Organizations such as the Human Society of America and many others devote themselves to education and advocacy on behalf of animals who have no voice in how they are treated. These groups especially focus on those animals who are abused or neglected. Folks who decide to be vegetarians and vegans are part of the movement to show reverence for the animals with whom we share our existence on this planet. Even global warming studies claim that many species of animals are threatened with extinction, such as caribou, reindeer, penguins, polar bears, musk oxen, and cold water fish such as salmon who live in the Pacific Northwest.
There are, unfortunately, many more animals in the waters and on land who are reported to be threatened because of the way we live.

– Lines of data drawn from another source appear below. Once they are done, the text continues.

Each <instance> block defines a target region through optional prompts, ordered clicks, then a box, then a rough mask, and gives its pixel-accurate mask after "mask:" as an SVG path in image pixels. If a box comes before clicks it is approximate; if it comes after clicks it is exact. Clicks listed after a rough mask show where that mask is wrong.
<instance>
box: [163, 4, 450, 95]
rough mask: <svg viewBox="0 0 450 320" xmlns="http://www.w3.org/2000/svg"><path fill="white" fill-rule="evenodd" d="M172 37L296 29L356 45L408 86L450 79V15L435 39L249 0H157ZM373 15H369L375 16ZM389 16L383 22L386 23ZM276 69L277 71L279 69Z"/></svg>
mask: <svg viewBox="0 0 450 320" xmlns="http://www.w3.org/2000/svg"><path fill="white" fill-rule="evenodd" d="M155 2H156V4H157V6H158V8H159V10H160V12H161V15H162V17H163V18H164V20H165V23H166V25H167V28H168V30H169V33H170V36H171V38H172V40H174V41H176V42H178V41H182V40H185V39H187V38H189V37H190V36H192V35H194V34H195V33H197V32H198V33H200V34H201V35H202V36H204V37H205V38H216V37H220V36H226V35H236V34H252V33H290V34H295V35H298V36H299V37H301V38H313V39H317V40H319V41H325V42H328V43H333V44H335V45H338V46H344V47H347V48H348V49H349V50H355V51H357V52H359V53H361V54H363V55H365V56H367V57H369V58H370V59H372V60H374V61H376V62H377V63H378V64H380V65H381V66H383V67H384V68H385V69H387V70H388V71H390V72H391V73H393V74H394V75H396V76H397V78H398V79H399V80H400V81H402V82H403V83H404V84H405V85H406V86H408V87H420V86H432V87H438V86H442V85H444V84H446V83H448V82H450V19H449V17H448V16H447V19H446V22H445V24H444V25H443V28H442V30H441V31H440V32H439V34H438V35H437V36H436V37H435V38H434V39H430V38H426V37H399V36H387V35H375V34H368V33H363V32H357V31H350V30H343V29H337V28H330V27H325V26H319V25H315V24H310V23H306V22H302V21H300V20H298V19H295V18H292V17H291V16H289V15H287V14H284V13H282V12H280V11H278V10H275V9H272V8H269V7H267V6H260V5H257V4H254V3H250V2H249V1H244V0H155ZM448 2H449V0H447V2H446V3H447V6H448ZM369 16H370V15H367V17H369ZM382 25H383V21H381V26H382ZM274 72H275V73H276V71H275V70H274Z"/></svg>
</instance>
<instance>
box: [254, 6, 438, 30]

Obviously there are big issues here that tie into the politics of our society which impact on so many levels the survival of animal life on our planet.

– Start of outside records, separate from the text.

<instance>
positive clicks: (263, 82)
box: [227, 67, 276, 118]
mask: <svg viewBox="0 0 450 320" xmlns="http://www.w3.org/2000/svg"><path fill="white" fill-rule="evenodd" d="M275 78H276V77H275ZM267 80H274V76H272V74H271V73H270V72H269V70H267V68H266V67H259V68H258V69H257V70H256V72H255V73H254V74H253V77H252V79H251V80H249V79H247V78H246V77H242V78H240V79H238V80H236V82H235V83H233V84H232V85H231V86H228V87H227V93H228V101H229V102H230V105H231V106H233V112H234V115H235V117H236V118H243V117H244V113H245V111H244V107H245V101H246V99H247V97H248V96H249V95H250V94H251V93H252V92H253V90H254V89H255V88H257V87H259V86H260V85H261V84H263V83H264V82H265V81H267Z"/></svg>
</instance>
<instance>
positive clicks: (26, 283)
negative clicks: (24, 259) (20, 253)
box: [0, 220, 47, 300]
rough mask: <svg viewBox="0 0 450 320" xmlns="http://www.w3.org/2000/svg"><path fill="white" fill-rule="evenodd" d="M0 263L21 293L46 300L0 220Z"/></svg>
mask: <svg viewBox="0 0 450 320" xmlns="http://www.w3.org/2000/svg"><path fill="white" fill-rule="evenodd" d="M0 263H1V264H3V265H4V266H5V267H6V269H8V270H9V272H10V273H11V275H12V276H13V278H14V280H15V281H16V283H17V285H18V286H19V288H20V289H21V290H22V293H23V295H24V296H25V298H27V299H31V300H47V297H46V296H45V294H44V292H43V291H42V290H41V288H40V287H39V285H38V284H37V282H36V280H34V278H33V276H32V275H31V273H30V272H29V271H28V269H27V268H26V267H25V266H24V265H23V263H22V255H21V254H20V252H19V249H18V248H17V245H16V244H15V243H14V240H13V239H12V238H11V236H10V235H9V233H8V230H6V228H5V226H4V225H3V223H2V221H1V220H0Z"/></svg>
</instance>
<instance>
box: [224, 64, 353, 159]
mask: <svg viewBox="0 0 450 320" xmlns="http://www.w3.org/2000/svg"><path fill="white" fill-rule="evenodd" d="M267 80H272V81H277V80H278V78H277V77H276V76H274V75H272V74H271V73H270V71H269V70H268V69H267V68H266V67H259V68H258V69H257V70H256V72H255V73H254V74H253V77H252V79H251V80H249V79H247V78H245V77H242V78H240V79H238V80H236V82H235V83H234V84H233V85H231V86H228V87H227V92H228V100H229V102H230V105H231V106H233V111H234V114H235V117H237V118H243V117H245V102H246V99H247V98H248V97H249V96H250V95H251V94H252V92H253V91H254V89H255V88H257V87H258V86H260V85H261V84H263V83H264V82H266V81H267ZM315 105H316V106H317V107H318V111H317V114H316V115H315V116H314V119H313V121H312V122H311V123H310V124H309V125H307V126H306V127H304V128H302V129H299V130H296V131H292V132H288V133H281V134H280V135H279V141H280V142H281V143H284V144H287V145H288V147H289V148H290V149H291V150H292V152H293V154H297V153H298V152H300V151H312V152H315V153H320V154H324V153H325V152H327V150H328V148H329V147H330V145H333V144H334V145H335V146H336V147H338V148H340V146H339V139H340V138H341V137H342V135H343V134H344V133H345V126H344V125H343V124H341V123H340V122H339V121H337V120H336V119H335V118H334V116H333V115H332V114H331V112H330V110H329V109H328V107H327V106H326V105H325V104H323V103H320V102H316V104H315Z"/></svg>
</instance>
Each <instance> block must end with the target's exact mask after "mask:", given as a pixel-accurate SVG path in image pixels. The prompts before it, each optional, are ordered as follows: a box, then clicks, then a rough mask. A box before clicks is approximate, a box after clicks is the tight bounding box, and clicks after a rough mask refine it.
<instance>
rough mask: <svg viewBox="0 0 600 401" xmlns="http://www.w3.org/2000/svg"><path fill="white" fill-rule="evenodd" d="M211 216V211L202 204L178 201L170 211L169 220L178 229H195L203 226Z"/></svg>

Who will be their advocates if not us?
If the prophets taught us to care for the most vulnerable of the human community, such as the poor, the widows and the orphans, then how much the more so are we obligated to pursue justice for the animal world.

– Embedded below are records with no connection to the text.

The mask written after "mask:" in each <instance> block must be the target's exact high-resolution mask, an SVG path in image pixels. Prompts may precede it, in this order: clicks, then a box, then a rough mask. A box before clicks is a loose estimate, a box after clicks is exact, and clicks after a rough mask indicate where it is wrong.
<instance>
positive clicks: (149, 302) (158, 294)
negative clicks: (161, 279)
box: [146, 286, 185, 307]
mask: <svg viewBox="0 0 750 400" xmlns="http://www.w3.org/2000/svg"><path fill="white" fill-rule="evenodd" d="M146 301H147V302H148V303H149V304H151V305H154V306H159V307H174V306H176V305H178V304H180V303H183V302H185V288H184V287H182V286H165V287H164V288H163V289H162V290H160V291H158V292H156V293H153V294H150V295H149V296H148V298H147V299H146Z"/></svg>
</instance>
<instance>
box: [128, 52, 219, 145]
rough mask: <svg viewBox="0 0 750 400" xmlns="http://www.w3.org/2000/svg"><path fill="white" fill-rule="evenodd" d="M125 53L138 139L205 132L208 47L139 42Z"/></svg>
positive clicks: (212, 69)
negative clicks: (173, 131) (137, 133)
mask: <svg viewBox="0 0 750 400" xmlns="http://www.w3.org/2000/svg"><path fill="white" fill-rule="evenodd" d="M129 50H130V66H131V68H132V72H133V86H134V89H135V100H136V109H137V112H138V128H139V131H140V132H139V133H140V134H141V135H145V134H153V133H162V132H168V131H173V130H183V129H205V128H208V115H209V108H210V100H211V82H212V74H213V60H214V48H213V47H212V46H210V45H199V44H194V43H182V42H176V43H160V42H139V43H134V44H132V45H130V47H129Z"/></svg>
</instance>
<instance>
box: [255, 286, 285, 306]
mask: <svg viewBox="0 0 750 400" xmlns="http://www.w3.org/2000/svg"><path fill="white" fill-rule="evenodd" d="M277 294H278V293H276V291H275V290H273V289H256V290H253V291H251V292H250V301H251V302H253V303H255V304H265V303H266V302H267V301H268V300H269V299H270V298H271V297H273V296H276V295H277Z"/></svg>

Whether the animals are our “pet children,” work animals or animals in the wild, they have a right to life.
Don’t we, on the other hand, have a moral duty to report injustice against them and to treat animal life with respect?
Mahatma Ghandi, the great revered leader of India, is reported to have said, “The greatness of a nation can be judged by the way its animals are treated.”
Once again we learn that making a nation great is not just about its economic or technological prowess but also about its compassion for its citizens and for animal life, too.